Events delivery delay

Hi everyone.

I'm posting my because someone may have the same issue.

Right now we have the following topology:

firewalls (syslog) -> connector appliance -> Logger -> ESM

All our devices get their time from out ntp server, so the timezone mismatch is discarded.

When we create an active channel on the connectors we can see the events arriving to the ESM, the issue is that the are more or less 5 hours late. We tried to fix it with the time correction feature, but the correction worked for 1.30 minute.

After that 1.30 minute it began to get bigger exponentially (1.30, 3 m , 9 m an so on) right now it continue growing, right now we can't use dashboards o correlation rules because we don't have those events in real time.

We think that maybe the device is waiting more events to agregate them but it is taken to much time.

Do you think that may be the issue?

we have a ticket with support but we would like to hear more points of view or may be someone who has the same issue and fix it.

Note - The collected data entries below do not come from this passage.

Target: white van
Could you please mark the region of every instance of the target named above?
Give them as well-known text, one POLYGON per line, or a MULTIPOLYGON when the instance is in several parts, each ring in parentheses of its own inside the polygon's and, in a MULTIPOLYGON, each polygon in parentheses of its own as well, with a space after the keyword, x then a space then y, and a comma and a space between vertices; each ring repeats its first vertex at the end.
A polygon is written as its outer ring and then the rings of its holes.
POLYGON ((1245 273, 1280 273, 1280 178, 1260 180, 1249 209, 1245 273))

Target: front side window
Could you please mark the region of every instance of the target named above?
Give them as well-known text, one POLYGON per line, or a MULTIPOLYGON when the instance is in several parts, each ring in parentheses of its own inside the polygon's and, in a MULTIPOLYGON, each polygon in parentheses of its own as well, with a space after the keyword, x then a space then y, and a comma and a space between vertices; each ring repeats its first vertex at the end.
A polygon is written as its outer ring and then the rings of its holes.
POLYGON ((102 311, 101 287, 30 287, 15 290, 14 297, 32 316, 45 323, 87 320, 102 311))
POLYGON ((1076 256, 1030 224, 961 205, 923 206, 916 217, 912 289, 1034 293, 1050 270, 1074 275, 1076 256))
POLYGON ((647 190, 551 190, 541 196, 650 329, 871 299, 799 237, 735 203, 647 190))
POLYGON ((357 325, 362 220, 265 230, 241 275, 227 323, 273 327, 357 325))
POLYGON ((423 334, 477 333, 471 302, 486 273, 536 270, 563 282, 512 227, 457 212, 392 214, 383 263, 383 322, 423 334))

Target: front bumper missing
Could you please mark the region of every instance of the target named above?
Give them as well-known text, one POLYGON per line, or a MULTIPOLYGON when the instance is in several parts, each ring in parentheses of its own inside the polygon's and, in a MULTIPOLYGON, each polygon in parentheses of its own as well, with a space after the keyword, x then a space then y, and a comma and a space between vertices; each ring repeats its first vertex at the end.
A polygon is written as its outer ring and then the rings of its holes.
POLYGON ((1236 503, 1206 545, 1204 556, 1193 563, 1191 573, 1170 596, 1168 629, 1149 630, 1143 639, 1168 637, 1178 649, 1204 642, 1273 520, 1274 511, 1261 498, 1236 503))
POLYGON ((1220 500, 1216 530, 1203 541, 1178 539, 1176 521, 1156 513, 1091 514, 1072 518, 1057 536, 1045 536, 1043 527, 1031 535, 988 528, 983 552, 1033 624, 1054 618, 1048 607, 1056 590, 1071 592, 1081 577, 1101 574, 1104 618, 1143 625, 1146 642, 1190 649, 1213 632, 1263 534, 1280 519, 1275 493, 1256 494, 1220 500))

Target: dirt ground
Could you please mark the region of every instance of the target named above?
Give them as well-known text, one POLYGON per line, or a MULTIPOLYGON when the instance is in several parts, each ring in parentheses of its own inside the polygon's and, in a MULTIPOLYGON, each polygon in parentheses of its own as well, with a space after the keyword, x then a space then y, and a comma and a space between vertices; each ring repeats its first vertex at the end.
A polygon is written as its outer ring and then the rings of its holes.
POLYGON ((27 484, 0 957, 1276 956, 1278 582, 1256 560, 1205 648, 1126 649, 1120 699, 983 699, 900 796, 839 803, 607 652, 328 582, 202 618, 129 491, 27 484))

Thanks in advance to everyone for your help.

Regards.

Alfonso.

  • Alfonso,

    Since your ESM gets the events from Logger you have to start your investigation there. Turn off time correction, since i believe it's just confusing the issue and open up a channel in ESM. Compare Manager Receipt time (when ESM received the event) with Agent Receipt Time (for events forwarded on by Logger this'll be when Logger received the event) with Device Receipt Time/End Time (usually the time the event happened).  If the Manager Receipt and the Agent Receipt times are more or less in line, then the problem occurs somewhere earlier in the flow and you have to go to Logger to investigate. If you find that there is a discrepancy between the Manager and the Agent receipt times (more than a few minutes), then it's likely that the forwarders on your logger are having problems keeping up with the flow.  Depending on the version of Logger you are running, there is a bug in 4.0 that results in lower EPS to the manager than the logger is truly capable of, see this KB article:https://arcsight.custhelp.com/cgi-bin/arcsight.cfg/php/enduser/std_adp.php?p_faqid=3454 (KB3454)

  • Thanks it seems that I have that issue, I will update the box and let you know.

    Have a great day.

    Saludos.

    Ing. Alfonso Alejandro Reyes Jiménez

    Analista del sector Gobierno

    E-mail: aareyes@scitum.com.mx <mailto:aareyes@scitum.com.mx>

    Telefono: 91 50 74 00 ext. 7489

    Movil: (044) 55 52 98 34 82

    La información contenida en el presente correo es confidencial y para uso exclusivo de la persona o institución a que se refiere. Si usted no es el receptor deliberado es ilegal cualquier distribución, divulgación, reproducción, completa o parcial, aprovechamiento, uso o cualquier otra acción relativa a ella. Por favor notifique al emisor e inmediatamente bórrela de forma permanente de cualquier computadora en la que resida y en caso de existir, destruya cualquier copia impresa.

    De: Gary Portnoy

    Enviado el: martes, 12 de octubre de 2010 12:30 p.m.

    Para: Alfonso Alejandro Reyes Jimenez

    Asunto: Re: - Events delivery delay

    Protect 724 <protect724.arcsight.com/index.jspa>

    Events delivery delay

    reply from Gary Portnoy <protect724.arcsight.com/.../gportnoy> in Connectors - View the full discussion <protect724.arcsight.com/.../14910

  • Hi Gary.

    We updated the logger, the results were the same.

    It seems that we are trying to send more events that the logger can handle, the wierd thing is that the connector appliance has no issues with them. If we point directly to the ESM everything arrives in real time, I was wondering if the forwarding connector has some kind of events limitations.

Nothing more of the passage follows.